This thread has been locked.

If you have a related question, please click the "Ask a related question" button in the top right corner. The newly created question will be automatically linked to this question.

TDA4VM: How to run custom model on MMA

Part Number: TDA4VM

Hi, 

I am facing an issue while I am running my custom model on my board. I am using a TDA4VM-EVM with the SDK :  PROCESSOR-SDK-LINUX-SK-TDA4VM_08.01.00.02 | TI.com

I am currently trying to develop an image classification model on my own on tensorflow, this model is based on Conv2D, Maxpooling2D, Dropout, Flatten and Dense layer with relu and softmax activation.

In order to have a compatible environment with my computer and my EVM I am working on the edgeai_benchmark : GitHub - TexasInstruments/edgeai-benchmark: EdgeAI Deep Neural Network Models Benchmarking

I succeed to run my model on ARM with great performance (~80% of accuracy similar as my computer accuracy) but while I want to run my model on MMA the accuracy drops to 10%. Why this behaviour happened?

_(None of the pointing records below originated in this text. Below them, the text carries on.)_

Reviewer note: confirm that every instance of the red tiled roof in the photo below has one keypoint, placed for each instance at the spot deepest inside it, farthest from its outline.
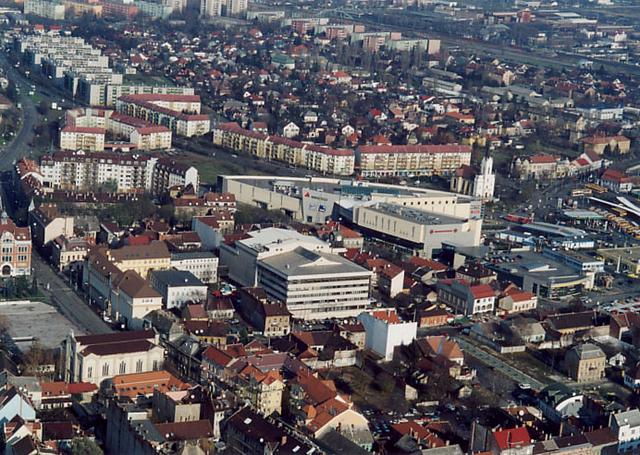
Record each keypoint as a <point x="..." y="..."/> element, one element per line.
<point x="420" y="148"/>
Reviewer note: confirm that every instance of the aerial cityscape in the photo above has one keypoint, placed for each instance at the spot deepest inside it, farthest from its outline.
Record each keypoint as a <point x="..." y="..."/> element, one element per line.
<point x="320" y="227"/>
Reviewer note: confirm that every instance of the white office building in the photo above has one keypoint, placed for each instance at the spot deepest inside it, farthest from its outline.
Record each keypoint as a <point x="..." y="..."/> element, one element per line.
<point x="315" y="285"/>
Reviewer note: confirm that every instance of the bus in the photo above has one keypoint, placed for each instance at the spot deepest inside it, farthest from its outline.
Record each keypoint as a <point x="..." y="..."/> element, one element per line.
<point x="581" y="192"/>
<point x="596" y="188"/>
<point x="619" y="211"/>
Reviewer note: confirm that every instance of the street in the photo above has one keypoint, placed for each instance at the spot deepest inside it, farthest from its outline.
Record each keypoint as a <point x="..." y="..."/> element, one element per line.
<point x="499" y="364"/>
<point x="19" y="146"/>
<point x="65" y="300"/>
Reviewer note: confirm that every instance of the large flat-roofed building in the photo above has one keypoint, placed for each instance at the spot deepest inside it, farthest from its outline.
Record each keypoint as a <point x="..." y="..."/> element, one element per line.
<point x="624" y="259"/>
<point x="414" y="228"/>
<point x="242" y="256"/>
<point x="313" y="199"/>
<point x="315" y="285"/>
<point x="411" y="160"/>
<point x="543" y="276"/>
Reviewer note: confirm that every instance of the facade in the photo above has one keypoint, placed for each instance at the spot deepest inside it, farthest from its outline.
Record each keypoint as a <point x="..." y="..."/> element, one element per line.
<point x="178" y="287"/>
<point x="586" y="363"/>
<point x="385" y="331"/>
<point x="266" y="316"/>
<point x="47" y="224"/>
<point x="202" y="264"/>
<point x="480" y="184"/>
<point x="409" y="160"/>
<point x="45" y="8"/>
<point x="310" y="156"/>
<point x="466" y="299"/>
<point x="16" y="248"/>
<point x="315" y="285"/>
<point x="242" y="257"/>
<point x="179" y="113"/>
<point x="132" y="299"/>
<point x="94" y="358"/>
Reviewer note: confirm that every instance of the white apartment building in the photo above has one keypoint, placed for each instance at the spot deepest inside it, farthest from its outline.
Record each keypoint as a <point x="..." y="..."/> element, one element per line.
<point x="315" y="285"/>
<point x="178" y="287"/>
<point x="311" y="156"/>
<point x="82" y="138"/>
<point x="411" y="160"/>
<point x="180" y="113"/>
<point x="202" y="264"/>
<point x="81" y="171"/>
<point x="95" y="358"/>
<point x="384" y="331"/>
<point x="45" y="8"/>
<point x="242" y="257"/>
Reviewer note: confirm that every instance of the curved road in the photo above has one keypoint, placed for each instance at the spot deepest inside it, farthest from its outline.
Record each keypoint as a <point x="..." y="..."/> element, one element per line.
<point x="29" y="117"/>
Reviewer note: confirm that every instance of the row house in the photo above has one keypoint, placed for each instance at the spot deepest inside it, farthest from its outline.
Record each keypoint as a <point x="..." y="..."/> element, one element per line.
<point x="321" y="159"/>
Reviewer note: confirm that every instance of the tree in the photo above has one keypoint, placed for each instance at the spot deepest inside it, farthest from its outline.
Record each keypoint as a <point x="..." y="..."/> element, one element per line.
<point x="85" y="446"/>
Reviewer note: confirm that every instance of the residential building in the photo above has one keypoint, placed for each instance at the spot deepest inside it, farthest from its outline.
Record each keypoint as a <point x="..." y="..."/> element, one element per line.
<point x="385" y="331"/>
<point x="49" y="9"/>
<point x="242" y="257"/>
<point x="269" y="317"/>
<point x="314" y="284"/>
<point x="94" y="358"/>
<point x="132" y="298"/>
<point x="315" y="157"/>
<point x="202" y="264"/>
<point x="141" y="258"/>
<point x="68" y="253"/>
<point x="180" y="113"/>
<point x="178" y="287"/>
<point x="516" y="301"/>
<point x="47" y="223"/>
<point x="410" y="160"/>
<point x="586" y="363"/>
<point x="466" y="299"/>
<point x="16" y="248"/>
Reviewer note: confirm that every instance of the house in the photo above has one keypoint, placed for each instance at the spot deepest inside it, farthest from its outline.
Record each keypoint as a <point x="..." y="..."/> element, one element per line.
<point x="585" y="363"/>
<point x="177" y="287"/>
<point x="515" y="301"/>
<point x="267" y="316"/>
<point x="94" y="358"/>
<point x="466" y="299"/>
<point x="13" y="403"/>
<point x="291" y="130"/>
<point x="512" y="441"/>
<point x="385" y="331"/>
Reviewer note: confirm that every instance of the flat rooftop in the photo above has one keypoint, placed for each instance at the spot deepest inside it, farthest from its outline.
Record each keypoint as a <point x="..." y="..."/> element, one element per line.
<point x="414" y="215"/>
<point x="39" y="320"/>
<point x="294" y="186"/>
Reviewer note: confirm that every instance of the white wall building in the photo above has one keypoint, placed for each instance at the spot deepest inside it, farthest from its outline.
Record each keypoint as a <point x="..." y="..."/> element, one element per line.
<point x="243" y="256"/>
<point x="315" y="285"/>
<point x="385" y="331"/>
<point x="485" y="182"/>
<point x="202" y="264"/>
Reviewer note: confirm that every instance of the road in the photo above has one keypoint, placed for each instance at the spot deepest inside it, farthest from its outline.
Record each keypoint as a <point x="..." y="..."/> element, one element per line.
<point x="499" y="365"/>
<point x="29" y="117"/>
<point x="65" y="300"/>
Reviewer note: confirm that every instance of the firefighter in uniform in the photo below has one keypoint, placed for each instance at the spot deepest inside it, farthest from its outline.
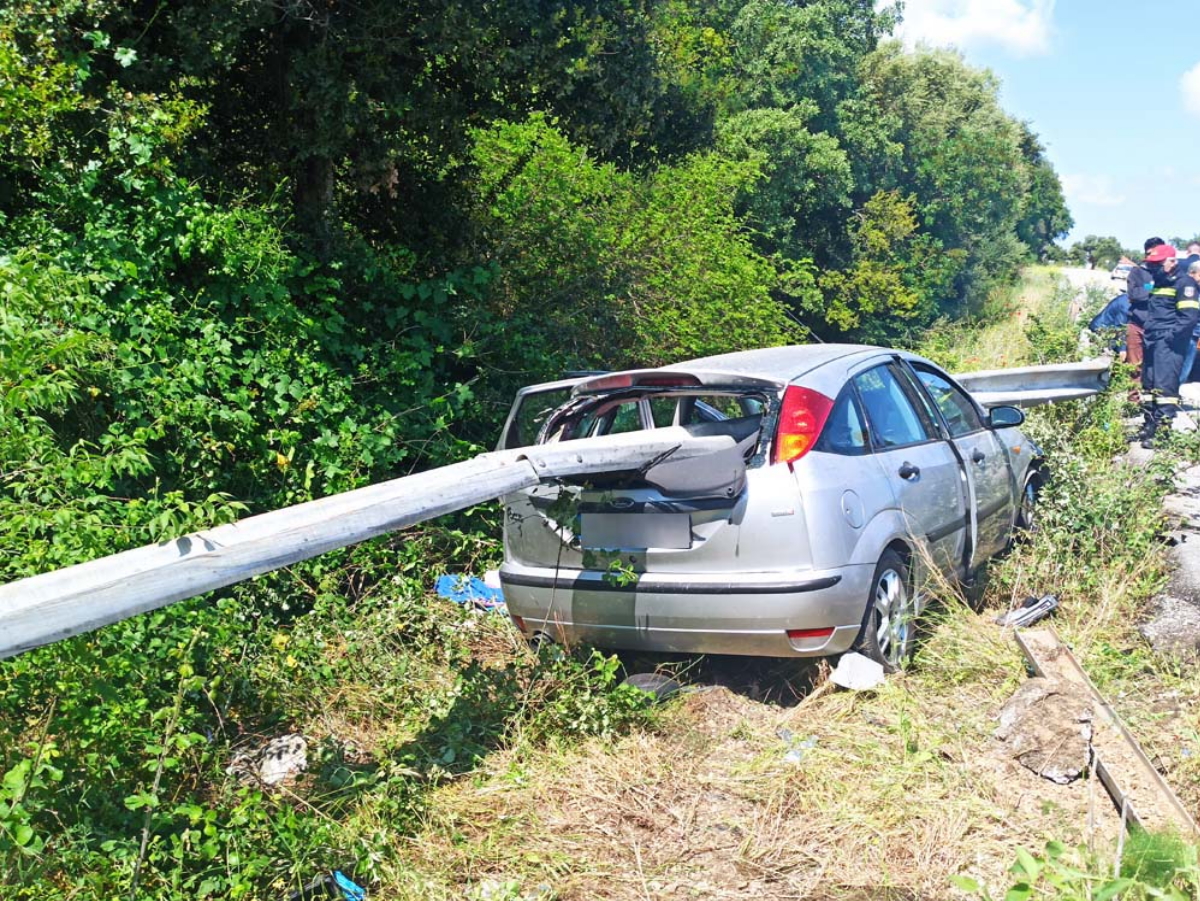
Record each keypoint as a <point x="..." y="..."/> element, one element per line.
<point x="1169" y="330"/>
<point x="1138" y="286"/>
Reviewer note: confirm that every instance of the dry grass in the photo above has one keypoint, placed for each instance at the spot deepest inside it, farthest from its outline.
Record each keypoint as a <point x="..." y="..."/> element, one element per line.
<point x="899" y="791"/>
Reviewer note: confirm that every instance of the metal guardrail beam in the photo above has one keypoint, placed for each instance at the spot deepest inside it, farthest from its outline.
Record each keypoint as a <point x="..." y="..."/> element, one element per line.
<point x="1137" y="787"/>
<point x="58" y="605"/>
<point x="1032" y="385"/>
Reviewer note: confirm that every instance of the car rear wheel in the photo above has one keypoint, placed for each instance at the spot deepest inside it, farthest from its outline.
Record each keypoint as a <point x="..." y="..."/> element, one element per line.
<point x="888" y="623"/>
<point x="1026" y="514"/>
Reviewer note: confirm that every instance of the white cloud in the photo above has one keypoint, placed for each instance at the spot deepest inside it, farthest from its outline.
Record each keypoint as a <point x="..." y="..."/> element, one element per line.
<point x="1092" y="190"/>
<point x="1189" y="86"/>
<point x="1021" y="26"/>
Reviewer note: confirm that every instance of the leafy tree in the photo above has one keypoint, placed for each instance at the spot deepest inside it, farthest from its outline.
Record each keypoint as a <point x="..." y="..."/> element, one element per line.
<point x="1105" y="252"/>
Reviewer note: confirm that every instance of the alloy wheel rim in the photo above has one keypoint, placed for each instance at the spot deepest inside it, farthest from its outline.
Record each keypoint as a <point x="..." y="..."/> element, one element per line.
<point x="894" y="628"/>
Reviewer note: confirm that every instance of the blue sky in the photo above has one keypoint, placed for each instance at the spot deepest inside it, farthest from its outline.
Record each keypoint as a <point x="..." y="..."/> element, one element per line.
<point x="1114" y="95"/>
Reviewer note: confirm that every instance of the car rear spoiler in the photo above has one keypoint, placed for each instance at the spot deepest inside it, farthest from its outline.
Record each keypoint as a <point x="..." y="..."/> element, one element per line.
<point x="1033" y="385"/>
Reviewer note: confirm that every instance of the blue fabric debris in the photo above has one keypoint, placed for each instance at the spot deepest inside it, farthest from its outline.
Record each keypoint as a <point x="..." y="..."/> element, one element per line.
<point x="471" y="592"/>
<point x="349" y="890"/>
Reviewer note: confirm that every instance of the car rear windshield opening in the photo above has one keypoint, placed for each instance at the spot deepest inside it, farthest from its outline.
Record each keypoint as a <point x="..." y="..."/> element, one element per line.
<point x="701" y="413"/>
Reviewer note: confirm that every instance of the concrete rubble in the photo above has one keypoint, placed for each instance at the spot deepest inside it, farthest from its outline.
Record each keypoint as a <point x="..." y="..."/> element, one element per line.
<point x="1173" y="626"/>
<point x="274" y="762"/>
<point x="1047" y="726"/>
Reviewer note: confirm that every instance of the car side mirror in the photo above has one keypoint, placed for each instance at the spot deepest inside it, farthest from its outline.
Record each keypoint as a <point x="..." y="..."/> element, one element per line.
<point x="1005" y="418"/>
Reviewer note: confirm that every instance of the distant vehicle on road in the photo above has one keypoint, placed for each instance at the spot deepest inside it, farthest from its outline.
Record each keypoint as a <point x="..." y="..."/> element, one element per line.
<point x="856" y="472"/>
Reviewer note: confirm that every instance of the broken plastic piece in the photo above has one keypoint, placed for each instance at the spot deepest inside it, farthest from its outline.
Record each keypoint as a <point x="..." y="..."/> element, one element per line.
<point x="1030" y="612"/>
<point x="857" y="673"/>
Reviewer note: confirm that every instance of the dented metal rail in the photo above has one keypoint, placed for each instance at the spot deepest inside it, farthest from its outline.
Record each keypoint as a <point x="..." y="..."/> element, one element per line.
<point x="1137" y="787"/>
<point x="1032" y="385"/>
<point x="58" y="605"/>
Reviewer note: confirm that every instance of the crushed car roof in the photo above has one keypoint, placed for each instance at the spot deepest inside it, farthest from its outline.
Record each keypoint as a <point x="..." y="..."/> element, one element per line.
<point x="779" y="362"/>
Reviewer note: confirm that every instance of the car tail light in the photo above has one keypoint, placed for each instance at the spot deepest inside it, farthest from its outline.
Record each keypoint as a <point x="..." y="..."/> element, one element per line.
<point x="801" y="420"/>
<point x="797" y="634"/>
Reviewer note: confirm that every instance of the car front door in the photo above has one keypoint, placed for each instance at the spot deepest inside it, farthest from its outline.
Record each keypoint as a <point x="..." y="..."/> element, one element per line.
<point x="984" y="456"/>
<point x="922" y="468"/>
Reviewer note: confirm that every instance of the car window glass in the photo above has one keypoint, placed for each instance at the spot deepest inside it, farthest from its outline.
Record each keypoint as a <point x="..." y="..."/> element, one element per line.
<point x="891" y="414"/>
<point x="531" y="415"/>
<point x="625" y="418"/>
<point x="957" y="408"/>
<point x="845" y="431"/>
<point x="663" y="410"/>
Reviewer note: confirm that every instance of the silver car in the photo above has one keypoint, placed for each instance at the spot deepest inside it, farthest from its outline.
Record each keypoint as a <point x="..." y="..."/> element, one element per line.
<point x="856" y="472"/>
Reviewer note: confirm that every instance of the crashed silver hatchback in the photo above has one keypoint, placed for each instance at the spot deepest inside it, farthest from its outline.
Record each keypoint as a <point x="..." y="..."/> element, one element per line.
<point x="855" y="470"/>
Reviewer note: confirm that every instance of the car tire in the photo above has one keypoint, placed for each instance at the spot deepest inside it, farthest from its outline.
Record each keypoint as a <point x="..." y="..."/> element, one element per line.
<point x="887" y="632"/>
<point x="1026" y="511"/>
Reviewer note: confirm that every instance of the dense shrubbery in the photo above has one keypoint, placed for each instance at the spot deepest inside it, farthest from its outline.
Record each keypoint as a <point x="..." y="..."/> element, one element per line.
<point x="256" y="253"/>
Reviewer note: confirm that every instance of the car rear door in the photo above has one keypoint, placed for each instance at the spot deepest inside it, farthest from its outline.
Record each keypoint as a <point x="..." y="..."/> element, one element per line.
<point x="924" y="473"/>
<point x="984" y="456"/>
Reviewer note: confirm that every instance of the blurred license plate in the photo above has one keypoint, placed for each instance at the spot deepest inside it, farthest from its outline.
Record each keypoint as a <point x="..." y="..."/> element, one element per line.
<point x="672" y="530"/>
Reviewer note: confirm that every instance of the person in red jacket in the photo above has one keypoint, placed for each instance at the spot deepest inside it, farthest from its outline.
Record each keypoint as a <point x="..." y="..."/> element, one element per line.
<point x="1138" y="286"/>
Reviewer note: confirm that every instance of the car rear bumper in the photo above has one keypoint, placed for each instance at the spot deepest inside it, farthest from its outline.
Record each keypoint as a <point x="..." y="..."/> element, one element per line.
<point x="747" y="614"/>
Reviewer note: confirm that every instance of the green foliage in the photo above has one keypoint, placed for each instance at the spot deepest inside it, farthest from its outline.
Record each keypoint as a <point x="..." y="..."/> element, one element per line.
<point x="886" y="289"/>
<point x="615" y="270"/>
<point x="1105" y="252"/>
<point x="1152" y="866"/>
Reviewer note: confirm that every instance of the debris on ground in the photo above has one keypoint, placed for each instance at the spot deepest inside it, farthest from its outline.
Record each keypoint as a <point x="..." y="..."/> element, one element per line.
<point x="857" y="673"/>
<point x="1047" y="726"/>
<point x="335" y="884"/>
<point x="1029" y="612"/>
<point x="796" y="746"/>
<point x="270" y="764"/>
<point x="1174" y="626"/>
<point x="472" y="593"/>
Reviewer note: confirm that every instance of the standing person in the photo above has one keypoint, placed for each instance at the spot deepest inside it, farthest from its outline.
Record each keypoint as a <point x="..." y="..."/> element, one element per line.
<point x="1139" y="283"/>
<point x="1193" y="253"/>
<point x="1174" y="307"/>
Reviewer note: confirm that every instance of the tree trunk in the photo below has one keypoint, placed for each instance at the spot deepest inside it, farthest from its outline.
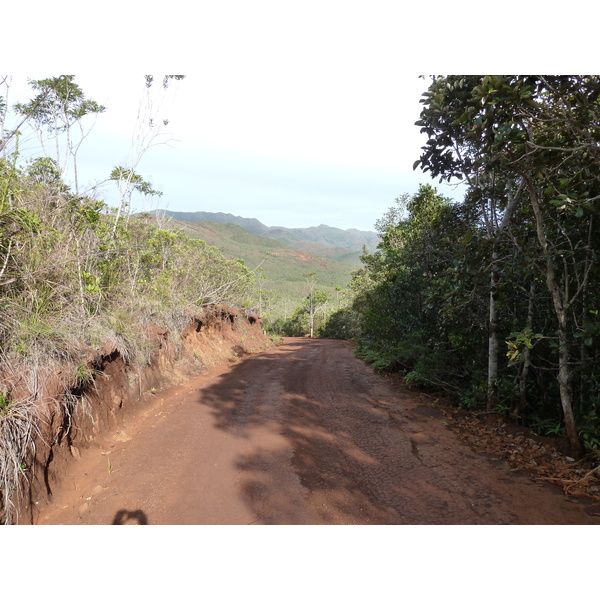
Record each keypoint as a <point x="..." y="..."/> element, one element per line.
<point x="494" y="318"/>
<point x="564" y="369"/>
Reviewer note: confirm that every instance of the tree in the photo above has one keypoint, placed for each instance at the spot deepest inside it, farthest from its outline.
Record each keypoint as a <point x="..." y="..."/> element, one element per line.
<point x="59" y="105"/>
<point x="149" y="130"/>
<point x="540" y="134"/>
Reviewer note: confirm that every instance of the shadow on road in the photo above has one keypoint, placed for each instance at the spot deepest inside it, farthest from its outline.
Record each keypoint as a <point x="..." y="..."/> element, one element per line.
<point x="130" y="517"/>
<point x="339" y="460"/>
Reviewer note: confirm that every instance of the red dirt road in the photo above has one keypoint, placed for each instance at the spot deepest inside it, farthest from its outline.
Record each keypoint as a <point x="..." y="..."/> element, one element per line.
<point x="304" y="433"/>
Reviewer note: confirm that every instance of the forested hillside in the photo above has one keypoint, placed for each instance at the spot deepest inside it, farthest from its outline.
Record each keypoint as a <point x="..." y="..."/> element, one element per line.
<point x="495" y="300"/>
<point x="344" y="245"/>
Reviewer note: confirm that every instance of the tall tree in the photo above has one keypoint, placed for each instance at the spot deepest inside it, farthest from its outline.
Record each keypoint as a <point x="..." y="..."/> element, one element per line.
<point x="542" y="134"/>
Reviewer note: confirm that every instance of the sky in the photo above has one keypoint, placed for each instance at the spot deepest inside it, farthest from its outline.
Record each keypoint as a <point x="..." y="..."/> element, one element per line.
<point x="297" y="115"/>
<point x="295" y="149"/>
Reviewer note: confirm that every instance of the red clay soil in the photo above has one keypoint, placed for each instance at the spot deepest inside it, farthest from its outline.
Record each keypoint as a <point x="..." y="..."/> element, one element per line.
<point x="304" y="433"/>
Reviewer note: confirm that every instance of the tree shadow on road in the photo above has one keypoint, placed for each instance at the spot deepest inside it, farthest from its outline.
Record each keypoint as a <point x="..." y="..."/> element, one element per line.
<point x="323" y="453"/>
<point x="130" y="517"/>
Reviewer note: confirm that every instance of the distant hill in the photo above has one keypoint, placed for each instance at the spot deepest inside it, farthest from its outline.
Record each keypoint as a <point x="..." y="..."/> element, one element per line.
<point x="283" y="266"/>
<point x="342" y="245"/>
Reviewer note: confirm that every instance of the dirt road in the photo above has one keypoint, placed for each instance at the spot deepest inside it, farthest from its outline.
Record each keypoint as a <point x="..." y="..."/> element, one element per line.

Currently, I am training the model on my computer and I tried with different ways to save my model (from_saved_models / from_keras_model) is there a recommended way to save my model and is there optional parameter to activate while I'm saving my model ?

Best regards,

Xavier

  • Hi Xavier,

    if you are using tensorflow to train the model, you can convert to tflite format.

    edgeai-tidl-tools and edgeai-benchmark understands tflite and onnx formats (and few others). 

    Can you describe more about the 10% accuracy drop scenario - how did you measure the accuracy? When you use edgeai-benchmark for model compilation, it reports accuracy after compiling the model, in the Pc itself. What accuracy did it report?

  • Hi Manu, 

    Thank yo for your reply.

    For sure, I measure the accuracy of my model using sklearn.metrics.classification_report and scikitplot.metrics.confusion_matrix.

    Here you can see the results I obtained using the model on PC :

       

    Here you can see the results I obtained using the model on ARM : 

    Here you can see the results I obtained using the model on MMA : 

    I saved my model this way in order to generate a .tflite file: 

    I compile the artifacts this way : 

    and load them in the interpreter this way : 

    Best regards,

    Xavier

  • There are couple of ways to debug this situation:

    Step 1: Disable TIDL offload and runt he model in ARM only mode. This can be achieved by having only 'CPUExecutionProvider' in the ep_list that you use while creating the onnxruntime.InferenceSession. Is this what you meant by the ARM only mode that you described above?

    Step 2: Run with TIDL offload in float mode. You can do this by setting tensor_bits to 32 (instead of 8). This will run TIDL in float mode (works only in PC) - this is a simple way to flow flush TIDL to make sure there are no obvious bugs.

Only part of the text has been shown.